Here’s the cruncher… it was now the early hours of Friday morning, dark in my room, dark outside the large bedroom window, a dark Good Friday morning.

I was so troubled that I cried out to the Lord to take me home… to Him! It was a terrifying moment when I just wanted to give up. But suddenly I remembered things about Jesus, like I written above, all that He had suffered!

I immediately repented, recalling that I was still His servant, believing that He had still much for me to accomplish along with my wife Maureen – with the Holy Spirit’s help! In my mind, I worshipped Jesus in that hospital room, inwardly I cried out to God, sobbingly. ‘Oh, Lord, my Savior, what I’m suffering… my discomfit, pain, strongest tablets not working, sleepless nights, loneliness… is all nothing compared to what you went through!

Bits of Paul’s words in Philippians 1:21-25 came to me as I was feeling so foolish… but so glad God didn’t take heaven-home: ‘For to me, to live is Christ and to die is gain…  I am torn between the two: I desire to depart and be with Christ, which is better by far; but it is more necessary… that I remain in the body.’

How foolish I had been! I began rejoicing that I’d see Sunday and be rejoicing that Jesus had risen triumphantly from the grave! Weary I fell into bed and for the first time in so many nights I fell asleep…
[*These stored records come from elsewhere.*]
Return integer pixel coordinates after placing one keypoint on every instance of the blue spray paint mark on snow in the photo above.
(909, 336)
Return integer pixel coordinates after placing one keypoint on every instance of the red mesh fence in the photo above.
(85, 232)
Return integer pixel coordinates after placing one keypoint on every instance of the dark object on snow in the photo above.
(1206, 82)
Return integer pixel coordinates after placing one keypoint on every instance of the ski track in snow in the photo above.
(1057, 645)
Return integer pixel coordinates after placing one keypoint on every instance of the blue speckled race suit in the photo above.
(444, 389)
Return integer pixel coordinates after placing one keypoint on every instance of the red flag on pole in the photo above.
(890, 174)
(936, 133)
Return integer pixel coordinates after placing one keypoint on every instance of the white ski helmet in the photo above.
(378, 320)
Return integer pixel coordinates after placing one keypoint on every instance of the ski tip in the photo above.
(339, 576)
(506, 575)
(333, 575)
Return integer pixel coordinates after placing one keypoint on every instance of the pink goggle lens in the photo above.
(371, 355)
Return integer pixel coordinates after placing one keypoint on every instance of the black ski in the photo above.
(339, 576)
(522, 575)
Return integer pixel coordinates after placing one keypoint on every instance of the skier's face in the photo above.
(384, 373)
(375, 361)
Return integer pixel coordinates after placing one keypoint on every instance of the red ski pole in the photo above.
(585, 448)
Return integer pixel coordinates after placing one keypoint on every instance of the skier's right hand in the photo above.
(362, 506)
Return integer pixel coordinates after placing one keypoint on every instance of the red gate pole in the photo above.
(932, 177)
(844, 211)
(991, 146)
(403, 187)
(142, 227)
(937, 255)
Later that Good Friday morning I awoke so refreshed. Then… a big surprise, one I hadn’t noticed until two nurses came in for the usual morning checkups. ‘Robert!’ exclaimed one, eyes open wide. ‘You’re taken the tubing out! You’ve pulled it all out!’
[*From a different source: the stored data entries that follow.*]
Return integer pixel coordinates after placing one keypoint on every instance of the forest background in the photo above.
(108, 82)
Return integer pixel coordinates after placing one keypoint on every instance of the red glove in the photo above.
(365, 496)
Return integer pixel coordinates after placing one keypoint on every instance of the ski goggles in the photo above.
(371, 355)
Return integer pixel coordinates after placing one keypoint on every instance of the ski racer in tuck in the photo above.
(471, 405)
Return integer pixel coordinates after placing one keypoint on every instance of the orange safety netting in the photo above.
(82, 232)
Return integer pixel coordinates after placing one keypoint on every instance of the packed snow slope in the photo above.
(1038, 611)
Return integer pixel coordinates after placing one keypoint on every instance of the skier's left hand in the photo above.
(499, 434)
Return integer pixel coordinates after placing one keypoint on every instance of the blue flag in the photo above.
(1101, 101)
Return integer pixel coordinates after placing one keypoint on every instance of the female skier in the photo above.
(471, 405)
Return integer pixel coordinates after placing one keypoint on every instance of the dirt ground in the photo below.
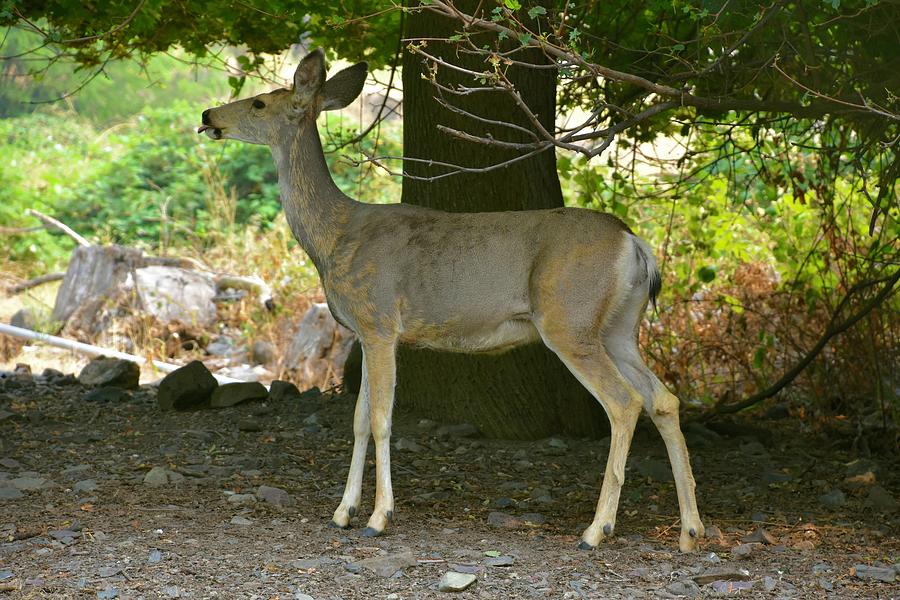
(78, 520)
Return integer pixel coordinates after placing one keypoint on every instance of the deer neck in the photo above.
(316, 210)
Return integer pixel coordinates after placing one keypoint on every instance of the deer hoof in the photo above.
(371, 532)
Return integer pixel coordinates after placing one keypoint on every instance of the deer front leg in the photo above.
(622, 421)
(381, 371)
(664, 415)
(361, 430)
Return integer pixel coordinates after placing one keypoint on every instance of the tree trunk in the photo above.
(526, 393)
I was astounded. I hadn’t realized the long tubing was out, now lying on the bedclothes… but I knew I hadn’t even thought of daring to pull it out! I praised God and found it so easy to talk to the nurses, no sore throat not even from the extraction. What’s that old saying? ‘God works in mysterious ways, His wonders to perform.’
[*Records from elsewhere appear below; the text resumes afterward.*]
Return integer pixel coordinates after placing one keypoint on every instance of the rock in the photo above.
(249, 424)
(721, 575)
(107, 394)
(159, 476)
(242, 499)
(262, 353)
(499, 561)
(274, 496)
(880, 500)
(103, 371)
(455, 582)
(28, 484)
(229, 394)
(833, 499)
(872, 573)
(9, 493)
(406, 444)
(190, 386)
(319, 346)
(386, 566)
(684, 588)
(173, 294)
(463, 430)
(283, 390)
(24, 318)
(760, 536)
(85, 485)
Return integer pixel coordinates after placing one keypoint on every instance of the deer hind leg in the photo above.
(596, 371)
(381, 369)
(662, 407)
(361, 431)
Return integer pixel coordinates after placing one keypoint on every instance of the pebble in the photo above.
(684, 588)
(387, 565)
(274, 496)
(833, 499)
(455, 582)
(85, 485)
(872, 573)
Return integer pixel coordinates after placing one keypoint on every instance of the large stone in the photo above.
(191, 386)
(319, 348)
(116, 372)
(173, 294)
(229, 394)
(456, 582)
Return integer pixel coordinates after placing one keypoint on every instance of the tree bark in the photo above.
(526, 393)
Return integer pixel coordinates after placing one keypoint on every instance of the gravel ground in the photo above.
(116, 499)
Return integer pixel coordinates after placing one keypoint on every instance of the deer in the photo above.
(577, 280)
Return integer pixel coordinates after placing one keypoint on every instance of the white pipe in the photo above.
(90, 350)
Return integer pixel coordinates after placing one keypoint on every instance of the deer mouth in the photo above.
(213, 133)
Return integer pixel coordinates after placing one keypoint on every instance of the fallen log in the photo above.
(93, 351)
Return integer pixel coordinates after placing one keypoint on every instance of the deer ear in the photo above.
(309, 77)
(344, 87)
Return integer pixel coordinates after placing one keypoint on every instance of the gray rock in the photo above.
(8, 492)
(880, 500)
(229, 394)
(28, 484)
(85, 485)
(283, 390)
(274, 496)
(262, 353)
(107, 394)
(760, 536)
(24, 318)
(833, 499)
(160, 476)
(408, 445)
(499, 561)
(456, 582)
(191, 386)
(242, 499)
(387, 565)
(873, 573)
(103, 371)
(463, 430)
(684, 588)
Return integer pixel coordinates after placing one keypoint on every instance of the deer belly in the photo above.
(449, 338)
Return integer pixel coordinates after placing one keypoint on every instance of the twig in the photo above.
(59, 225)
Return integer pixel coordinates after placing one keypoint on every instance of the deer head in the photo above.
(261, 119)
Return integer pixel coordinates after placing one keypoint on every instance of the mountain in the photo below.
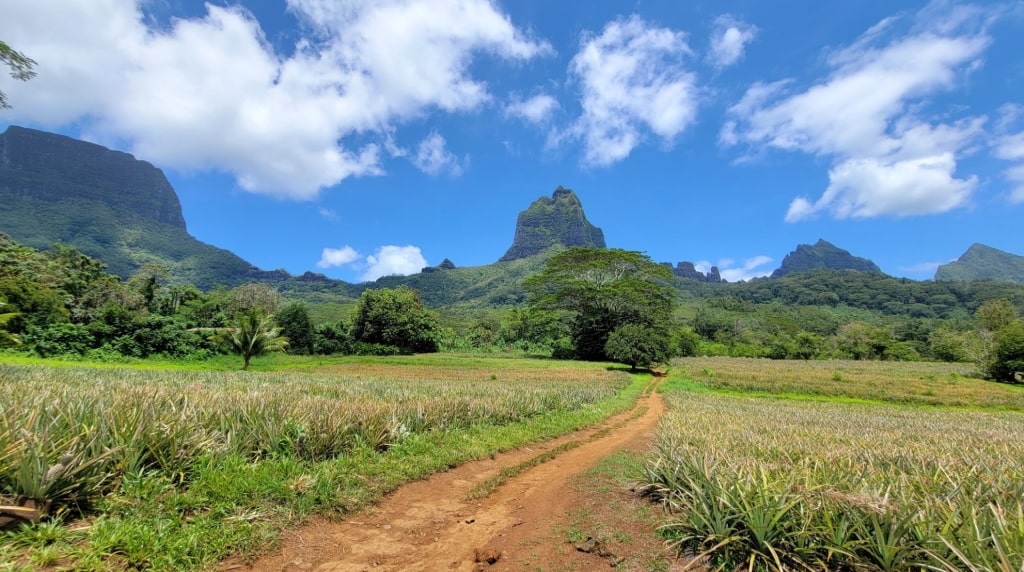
(687, 270)
(108, 205)
(823, 255)
(980, 263)
(550, 222)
The further good news was that I could now phone Maureen and we rejoiced together! Then on Resurrection Sunday I was given more good news – I could go home. I was rejoicing more. But… in a quiet moment, I thanked my God, not just for my good news but for the Easter good news. Hallelujah, Jesus was alive! I was able to go to church and join with others praising God for all His Easter victories.

Go to church? No, not hospital church, but rejoicing along with ABC TV’s Songs of Praise great old hymns! Oh, a funny little surprise… during my deep and welcomed first sleep for nights, ‘someone’ had slipped in and left me a little Easter egg. Hmm.

Jesus is Alive!

I know… I know… I’ve written some heavy Dark Friday insights above regarding our Savior. But my bad Friday became a Bright Friday because He’s alive and I know that He loves me so!

But I’ve written as I felt led, sharing great truths. Christians owe Jesus so much… only He could have gone through it all! May we thank Him in whatever way we choose… singing great old hymns, or meaningful ‘modern’ choruses. And whatever He has spoken to us to be involved with for His church, His kingdom, especially sharing the good news!

Personally, I was to discover my new assignments… and went for them. May it be likewise with you, dear readers. Indeed, may Paul’s next words (verses 27c-28a) in that last scripture above be very real to you –

‘I will know that you stand firm in the one Spirit, striving together as one for the faith of the gospel… without being frightened in any way by those who oppose you…’

Have a Bright Friday! ‘God’s’ Friday!